Voice Dream Reader is for those with ADHD but can be used for others as well. This app is excellent for focusing on listening to learn, and it highlights the text as it reads it. It's helpful for those with ADHD because they are generally better able to learn auditorily, and this app focuses on their learning strengths. 


With Wheelmate, you can find restrooms, parking, restaurants, and more that are wheelchair-friendly. The app allows for user ratings so you'll always see the best options near you. It would certainly come in handy for scheduling a lunch meeting.

SuperVision+ Magnifier

This app helps those with severe vision impairments see and understand the world around them better. The app magnifies via the smartphone camera and can zoom in on things like documents, computer screens, printed materials, and more. It is known for maintaining text image and clarity even at high levels and has a stabilizer to help with shaky hands. Available for iOS and Android users.

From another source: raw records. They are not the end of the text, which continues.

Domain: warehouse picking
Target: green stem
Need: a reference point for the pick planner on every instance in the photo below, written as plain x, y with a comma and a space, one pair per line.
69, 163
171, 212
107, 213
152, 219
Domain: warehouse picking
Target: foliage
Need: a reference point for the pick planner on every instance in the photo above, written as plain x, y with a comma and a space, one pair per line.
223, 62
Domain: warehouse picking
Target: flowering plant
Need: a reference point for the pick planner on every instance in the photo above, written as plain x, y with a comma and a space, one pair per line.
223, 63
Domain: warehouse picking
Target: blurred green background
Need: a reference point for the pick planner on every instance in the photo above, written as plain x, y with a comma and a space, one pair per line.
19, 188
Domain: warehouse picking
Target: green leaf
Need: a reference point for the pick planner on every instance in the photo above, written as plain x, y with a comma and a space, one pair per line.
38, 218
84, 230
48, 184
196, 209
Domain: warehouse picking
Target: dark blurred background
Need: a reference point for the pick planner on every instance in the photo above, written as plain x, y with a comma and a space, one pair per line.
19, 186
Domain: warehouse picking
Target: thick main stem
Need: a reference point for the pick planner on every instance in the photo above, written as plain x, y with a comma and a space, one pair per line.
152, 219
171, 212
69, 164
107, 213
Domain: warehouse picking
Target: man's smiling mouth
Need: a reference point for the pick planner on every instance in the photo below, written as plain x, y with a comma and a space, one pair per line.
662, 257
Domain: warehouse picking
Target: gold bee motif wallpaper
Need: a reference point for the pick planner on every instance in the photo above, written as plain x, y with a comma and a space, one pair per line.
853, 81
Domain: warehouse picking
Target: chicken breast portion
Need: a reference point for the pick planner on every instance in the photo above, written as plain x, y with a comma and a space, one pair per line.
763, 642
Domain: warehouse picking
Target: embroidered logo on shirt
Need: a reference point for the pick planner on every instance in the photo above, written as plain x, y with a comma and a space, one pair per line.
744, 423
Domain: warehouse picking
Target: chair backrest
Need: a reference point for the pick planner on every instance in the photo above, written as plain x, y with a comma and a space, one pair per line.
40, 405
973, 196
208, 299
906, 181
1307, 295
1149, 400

This app is excellent for those with hearing impairments because it allows for real-time transcription of phone calls. It uses voice recognition technology to convert voice-to-text in real-time. While on a call, you'll see the app show captions of the incoming voice call on your screen. You can type a response that is then read to the person on the other end. RogerVoice can be found in the App Store and Google Play.

The Importance of a Quality Phone

Apps are great, and they can make life easier for those with disabilities. However, having the right phone makes all the difference. If your current phone needs an upgrade, consider the iPhone 12. The 12 has faster capabilities, a dual-camera system, and comes with a 6.1" display. Great options exist for Android lovers too. The Samsung Galaxy S10 phone is a great buy, with a bigger screen, longer battery life, and more features. It's also Google Assistant-capable, making life even easier.

Most current phones also have batteries that can charge wirelessly. This may seem like a frivolous luxury unless you have struggles with fine motor skills. Wired phone chargers can be very small and difficult to plug in if you have a mobility disability. Placing a phone on a wireless charger pad offers a larger target and helps you keep a full battery for all your work needs.

No matter what phone you choose, these apps are just the tip of the iceberg when it comes to finding quality apps to make life a little easier. Technology, in general, has come so far in helping people with disabilities experience a more inclusive lifestyle. Just imagine what's around the corner.